Memasuki area belajar Atlas dan Nina tidak ada dalam rencana Penny. Tapi karena desakan Nina, dia akhirnya terjebak bersama mereka. Ah, tidaklah seburuk itu. Penny berencana menyegarkan ingatannya, dan entah bagaimana, soal-soal yang diberikan Profesor Singh cukup menjadi pemanasan yang baik.

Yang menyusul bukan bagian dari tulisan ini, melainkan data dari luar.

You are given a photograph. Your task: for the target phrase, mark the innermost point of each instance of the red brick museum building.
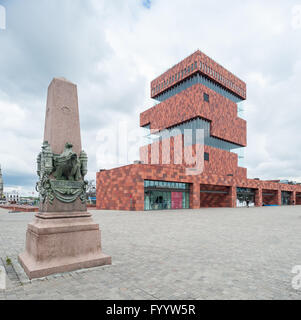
(197, 93)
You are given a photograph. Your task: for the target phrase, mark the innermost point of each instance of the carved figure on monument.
(61, 175)
(63, 236)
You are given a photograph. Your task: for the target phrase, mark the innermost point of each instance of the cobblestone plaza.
(214, 253)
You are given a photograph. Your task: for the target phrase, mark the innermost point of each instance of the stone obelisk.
(63, 236)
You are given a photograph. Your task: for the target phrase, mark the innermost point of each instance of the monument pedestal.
(61, 242)
(63, 236)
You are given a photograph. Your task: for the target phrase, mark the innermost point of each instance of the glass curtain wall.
(161, 195)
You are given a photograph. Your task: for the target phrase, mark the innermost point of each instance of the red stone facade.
(189, 104)
(216, 184)
(198, 62)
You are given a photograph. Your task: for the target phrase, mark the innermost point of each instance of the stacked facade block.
(196, 88)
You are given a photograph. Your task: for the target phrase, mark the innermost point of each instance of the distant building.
(197, 93)
(1, 185)
(12, 196)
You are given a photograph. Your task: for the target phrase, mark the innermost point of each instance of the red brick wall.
(115, 186)
(198, 57)
(190, 104)
(220, 162)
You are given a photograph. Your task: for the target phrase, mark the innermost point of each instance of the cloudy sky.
(113, 49)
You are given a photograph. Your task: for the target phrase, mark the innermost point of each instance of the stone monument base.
(62, 241)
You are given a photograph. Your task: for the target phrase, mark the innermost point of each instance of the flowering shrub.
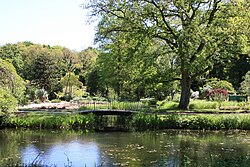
(218, 94)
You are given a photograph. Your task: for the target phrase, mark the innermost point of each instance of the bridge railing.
(112, 105)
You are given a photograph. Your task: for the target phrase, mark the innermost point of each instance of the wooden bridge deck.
(108, 112)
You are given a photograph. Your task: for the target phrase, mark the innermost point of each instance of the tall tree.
(200, 33)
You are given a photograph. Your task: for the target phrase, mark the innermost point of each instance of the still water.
(163, 148)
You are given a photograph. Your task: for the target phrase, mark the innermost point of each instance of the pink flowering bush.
(218, 95)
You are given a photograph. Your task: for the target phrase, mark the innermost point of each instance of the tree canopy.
(199, 34)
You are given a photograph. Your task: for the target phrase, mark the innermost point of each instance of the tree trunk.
(185, 90)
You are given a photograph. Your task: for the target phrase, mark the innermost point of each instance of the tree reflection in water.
(165, 148)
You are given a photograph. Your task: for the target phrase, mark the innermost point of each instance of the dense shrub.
(8, 102)
(218, 94)
(245, 85)
(215, 83)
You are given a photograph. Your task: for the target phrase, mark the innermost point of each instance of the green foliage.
(50, 121)
(195, 122)
(215, 83)
(196, 45)
(245, 85)
(42, 94)
(8, 103)
(9, 79)
(202, 104)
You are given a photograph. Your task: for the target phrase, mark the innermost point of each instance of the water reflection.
(63, 154)
(169, 148)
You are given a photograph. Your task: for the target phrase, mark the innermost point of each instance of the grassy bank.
(195, 122)
(139, 121)
(48, 121)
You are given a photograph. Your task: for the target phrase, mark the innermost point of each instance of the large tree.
(199, 33)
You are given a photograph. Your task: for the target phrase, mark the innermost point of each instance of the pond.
(161, 148)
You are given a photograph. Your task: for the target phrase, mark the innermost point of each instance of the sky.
(49, 22)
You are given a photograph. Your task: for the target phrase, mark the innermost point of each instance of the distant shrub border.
(139, 121)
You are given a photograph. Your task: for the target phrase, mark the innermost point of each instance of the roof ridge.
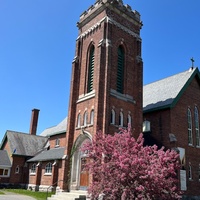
(162, 79)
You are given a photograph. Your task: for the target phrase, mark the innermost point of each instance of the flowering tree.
(123, 169)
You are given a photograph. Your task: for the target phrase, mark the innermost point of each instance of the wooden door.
(84, 174)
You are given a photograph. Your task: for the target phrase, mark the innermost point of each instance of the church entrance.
(79, 174)
(84, 174)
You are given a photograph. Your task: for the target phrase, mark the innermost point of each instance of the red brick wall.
(22, 176)
(61, 137)
(174, 121)
(105, 73)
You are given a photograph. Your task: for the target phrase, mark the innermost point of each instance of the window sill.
(87, 96)
(47, 174)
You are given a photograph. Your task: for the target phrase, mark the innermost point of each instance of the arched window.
(190, 172)
(129, 120)
(79, 120)
(90, 70)
(48, 168)
(189, 117)
(17, 170)
(57, 142)
(85, 119)
(92, 117)
(112, 119)
(196, 118)
(199, 172)
(33, 168)
(120, 70)
(121, 119)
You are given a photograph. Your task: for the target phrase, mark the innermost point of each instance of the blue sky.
(37, 46)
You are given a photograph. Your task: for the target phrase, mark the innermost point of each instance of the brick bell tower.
(107, 80)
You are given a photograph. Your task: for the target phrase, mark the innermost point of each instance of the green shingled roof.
(166, 92)
(24, 144)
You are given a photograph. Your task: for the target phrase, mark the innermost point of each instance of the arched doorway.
(79, 175)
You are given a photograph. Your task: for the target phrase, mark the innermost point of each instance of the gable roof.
(4, 161)
(166, 92)
(52, 154)
(60, 128)
(23, 143)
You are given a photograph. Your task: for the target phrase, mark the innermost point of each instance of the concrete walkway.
(14, 196)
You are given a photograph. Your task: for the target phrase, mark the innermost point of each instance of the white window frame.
(92, 117)
(33, 168)
(190, 171)
(129, 120)
(189, 118)
(79, 120)
(121, 119)
(48, 168)
(112, 116)
(57, 142)
(17, 170)
(196, 118)
(85, 119)
(4, 172)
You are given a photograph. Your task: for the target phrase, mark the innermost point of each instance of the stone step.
(72, 195)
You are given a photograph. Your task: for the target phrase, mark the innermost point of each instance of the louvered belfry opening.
(91, 70)
(120, 70)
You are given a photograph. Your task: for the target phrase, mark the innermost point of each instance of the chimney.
(34, 121)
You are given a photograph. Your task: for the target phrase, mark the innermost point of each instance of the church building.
(107, 80)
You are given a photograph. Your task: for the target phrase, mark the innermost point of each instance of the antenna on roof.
(192, 59)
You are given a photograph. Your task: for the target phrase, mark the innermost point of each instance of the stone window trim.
(33, 169)
(48, 169)
(190, 172)
(4, 172)
(196, 118)
(112, 120)
(17, 169)
(189, 120)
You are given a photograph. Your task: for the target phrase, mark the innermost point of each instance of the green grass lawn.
(36, 195)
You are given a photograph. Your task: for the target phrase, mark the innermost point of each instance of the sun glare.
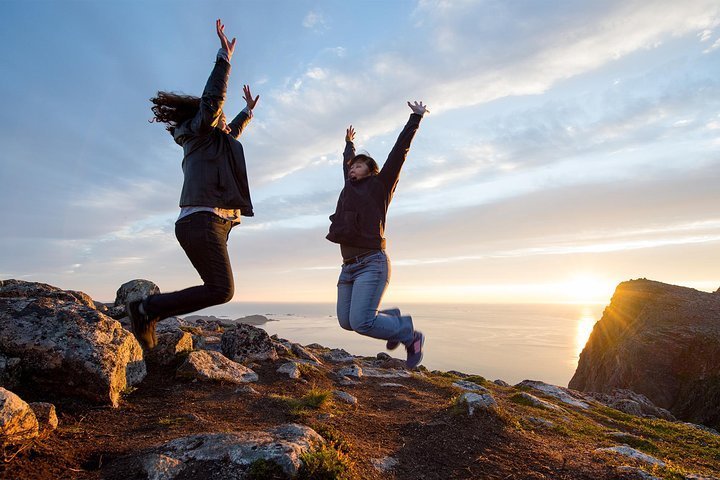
(584, 328)
(586, 289)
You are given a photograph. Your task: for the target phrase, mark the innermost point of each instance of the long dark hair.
(173, 109)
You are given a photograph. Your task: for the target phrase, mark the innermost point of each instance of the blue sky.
(570, 145)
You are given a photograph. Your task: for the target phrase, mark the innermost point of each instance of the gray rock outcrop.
(9, 372)
(17, 420)
(214, 366)
(659, 340)
(228, 455)
(482, 402)
(172, 344)
(135, 290)
(46, 417)
(246, 343)
(65, 345)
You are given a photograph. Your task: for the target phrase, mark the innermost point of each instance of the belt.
(357, 258)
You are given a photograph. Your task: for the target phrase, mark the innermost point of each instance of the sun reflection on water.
(585, 324)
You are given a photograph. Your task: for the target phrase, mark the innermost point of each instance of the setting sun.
(587, 289)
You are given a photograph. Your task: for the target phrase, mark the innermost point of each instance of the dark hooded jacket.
(359, 218)
(214, 164)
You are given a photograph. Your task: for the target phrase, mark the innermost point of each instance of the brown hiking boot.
(142, 327)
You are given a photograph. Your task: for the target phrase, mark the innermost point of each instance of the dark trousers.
(203, 236)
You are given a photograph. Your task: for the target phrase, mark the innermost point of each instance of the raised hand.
(248, 97)
(229, 46)
(418, 107)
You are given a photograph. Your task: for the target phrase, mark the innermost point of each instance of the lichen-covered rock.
(345, 397)
(9, 372)
(305, 354)
(534, 401)
(17, 420)
(247, 343)
(470, 386)
(478, 402)
(135, 290)
(46, 417)
(338, 355)
(659, 340)
(630, 452)
(172, 344)
(632, 403)
(351, 371)
(233, 452)
(65, 345)
(214, 366)
(567, 396)
(291, 369)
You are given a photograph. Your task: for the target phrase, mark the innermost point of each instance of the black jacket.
(214, 163)
(359, 218)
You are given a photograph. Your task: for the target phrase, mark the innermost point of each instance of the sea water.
(511, 342)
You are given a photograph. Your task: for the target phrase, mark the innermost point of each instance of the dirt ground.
(417, 425)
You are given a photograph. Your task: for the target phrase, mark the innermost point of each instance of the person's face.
(359, 170)
(222, 125)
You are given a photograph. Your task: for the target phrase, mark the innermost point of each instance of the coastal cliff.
(659, 340)
(79, 399)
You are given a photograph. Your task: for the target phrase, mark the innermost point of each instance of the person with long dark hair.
(358, 225)
(214, 196)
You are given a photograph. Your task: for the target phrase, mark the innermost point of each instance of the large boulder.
(207, 365)
(17, 420)
(230, 455)
(172, 345)
(659, 340)
(135, 290)
(65, 345)
(246, 343)
(9, 372)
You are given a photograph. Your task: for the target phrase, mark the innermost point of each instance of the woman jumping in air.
(358, 225)
(215, 193)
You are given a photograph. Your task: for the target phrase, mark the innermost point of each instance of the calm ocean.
(509, 342)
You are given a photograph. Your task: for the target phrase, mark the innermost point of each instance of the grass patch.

Dia bisa merasakan otaknya bekerja lagi.

Dengan pemikiran itu, dia mengambil buku dari perpustakaan dan membawanya ke ruang keluarga. Tapi begitu Penny duduk di sofa, terdengar suara kentut.

"Hah?" Penny mengerutkan kening, menggeser pantatnya ke samping, hanya untuk mendengar suara kentut lagi.

"Tehee!"

Mendengar tawa kecil yang tidak jauh, Penny perlahan memindahkan pandangannya ke orang tersebut. Di sana, mengintip melalui pintu, adalah Slater yang penuh ulah.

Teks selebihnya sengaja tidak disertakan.